Quote from: passeri on June 12, 2025, 03:44:00 AMThe bold parts of the statements are in conflict. What statement is both true and complete please?
My apologies, this statement is true and complete
"The em0 interface is up when I check via console, but does not respond to ping unless I power off the box and power it back up; or issue the ifconfig em0 down | up command"
Thank you Lantern5. One test would be to try Opnsense on different hardware or at least with a different NIC, if you are able to. While I am also curious to know what DHCP you are running, it seems unlikely to be the problem given cycling the interface works. My conjecture is that the NIC itself is entering an unresponsive state when disconnected physically (LAN cable) or virtually (Opnsense restart) until it is itself re-initialised by one of the two means you mentioned. In that state its internal (to Opnsense) interface is up but its external (to LAN) is not -- it cannot even be pinged quite apart from not issuing addresses. That does not sound to me like an Opnsense problem.
Sounds like you have no convenient GUI access when the problem occurs, which makes troubleshooting less convenient. Also, the consistency of the issue you describe doesn't match typical issues. Still, have you checked "arp -a" for correct mappings? How about counters, say "netstat -i" - do they increment as you expect?
@passeri / @pfry thanks for your inputs.
Here's what I tried, and
none of them fixed the issue.
- Opnsense on a different mini pc. (Lenovo m910 with the same Intel(R) I219-LM onboard NIC as the M900)
- Static ARP on both sides
- MTU of 1300 on both sides
- Restarting the WAN interface on the Sophos
- Static IP and DHCP IP for the Sophos WAN interface
- Was using KEA DCHP on Opnsense, tried using ISC DHCP
Observations:
netstat -i on the Opnsense box shows outpackets incrementing. inpackets stays at 0
The Sophos works just fine when connected to a Ubiquity ER-X, but not with OPNSense. I'll test with pfsense sometime this weekend to see if that fixes the problem.
Update: I think I have isolated the problem to ZenArmour which is enabled on the OPNSense LAN interface. The issues I described go away if I stop Zenarmour and disrupt the OPNSense LAN connection. Tested again with ZenArmour running and connectivity is not restored until I restart the OPNSense LAN Interface.
That sounds promising, Lantern5, assuming you are willing to do without / wait on a fix for ZenArmor.
While you had not mentioned you were running ZenArmor, I should still either have asked about other parts of the configuration or simply advised switching off all add-ons. As a comment, your additional tests changed the machine but not the NIC which was the more likely culprit, if ZenArmor were not intruding.
Quote from: passeri on Today at 03:08:38 AMAs a comment, your additional tests changed the machine but not the NIC which was the more likely culprit, if ZenArmor were not intruding.
I did change the NIC(s) when I changed the machine. em0 is onboard, and igb0 was another m.2 NIC I had as a spare.

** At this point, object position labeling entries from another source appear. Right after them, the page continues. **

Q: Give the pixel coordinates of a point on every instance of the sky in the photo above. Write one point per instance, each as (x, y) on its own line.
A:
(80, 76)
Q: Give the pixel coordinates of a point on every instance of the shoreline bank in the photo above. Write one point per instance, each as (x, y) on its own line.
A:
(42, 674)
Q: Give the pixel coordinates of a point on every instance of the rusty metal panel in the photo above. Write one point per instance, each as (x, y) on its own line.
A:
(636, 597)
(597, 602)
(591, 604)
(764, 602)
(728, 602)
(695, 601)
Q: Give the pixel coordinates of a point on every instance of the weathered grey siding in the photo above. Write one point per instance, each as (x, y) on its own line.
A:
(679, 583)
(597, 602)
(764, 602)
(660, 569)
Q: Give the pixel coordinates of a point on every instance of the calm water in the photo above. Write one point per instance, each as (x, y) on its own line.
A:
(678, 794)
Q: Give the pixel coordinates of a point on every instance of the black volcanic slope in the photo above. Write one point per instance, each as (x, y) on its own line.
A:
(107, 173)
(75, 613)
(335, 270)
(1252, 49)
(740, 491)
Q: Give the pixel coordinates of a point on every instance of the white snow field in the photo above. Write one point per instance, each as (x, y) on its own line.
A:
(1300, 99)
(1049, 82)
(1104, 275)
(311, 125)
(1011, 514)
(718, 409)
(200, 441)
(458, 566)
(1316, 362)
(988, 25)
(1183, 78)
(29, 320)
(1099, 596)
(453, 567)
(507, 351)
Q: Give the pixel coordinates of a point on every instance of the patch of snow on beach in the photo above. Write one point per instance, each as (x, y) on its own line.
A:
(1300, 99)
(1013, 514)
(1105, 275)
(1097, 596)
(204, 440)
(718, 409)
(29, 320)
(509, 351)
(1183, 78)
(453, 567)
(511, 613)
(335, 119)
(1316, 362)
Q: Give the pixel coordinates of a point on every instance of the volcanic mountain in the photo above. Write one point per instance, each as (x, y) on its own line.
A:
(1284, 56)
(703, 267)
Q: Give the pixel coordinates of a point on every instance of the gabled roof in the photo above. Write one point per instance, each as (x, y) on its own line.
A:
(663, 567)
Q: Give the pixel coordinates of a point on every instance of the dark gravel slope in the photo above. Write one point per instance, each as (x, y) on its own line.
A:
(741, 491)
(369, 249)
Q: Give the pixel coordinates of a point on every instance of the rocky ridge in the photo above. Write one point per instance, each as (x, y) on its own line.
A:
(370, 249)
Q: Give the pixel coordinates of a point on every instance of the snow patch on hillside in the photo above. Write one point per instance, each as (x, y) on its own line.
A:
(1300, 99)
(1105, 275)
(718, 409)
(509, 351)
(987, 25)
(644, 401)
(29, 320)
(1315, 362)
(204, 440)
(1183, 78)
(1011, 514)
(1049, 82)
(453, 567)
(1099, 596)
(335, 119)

That eliminates the NIC or any hardware as the root cause.
I'll move this thread to the Zenarmour section and see if folks have encountered this problem before.
Thanks for the assistance and inputs.
Second Update, and I hope this finally solves the issue.
A Google search lead me to this thread (https://forum.opnsense.org/index.php?topic=35601.0). Checked my settings, and I found that I had configured Zenarmor to use the native nmap driver. Changed it to emulated namp driver, and all tests which were failing are passing now. Fingers crossed it stays that way.
I hope this helps anyone else who might be running into the same problem.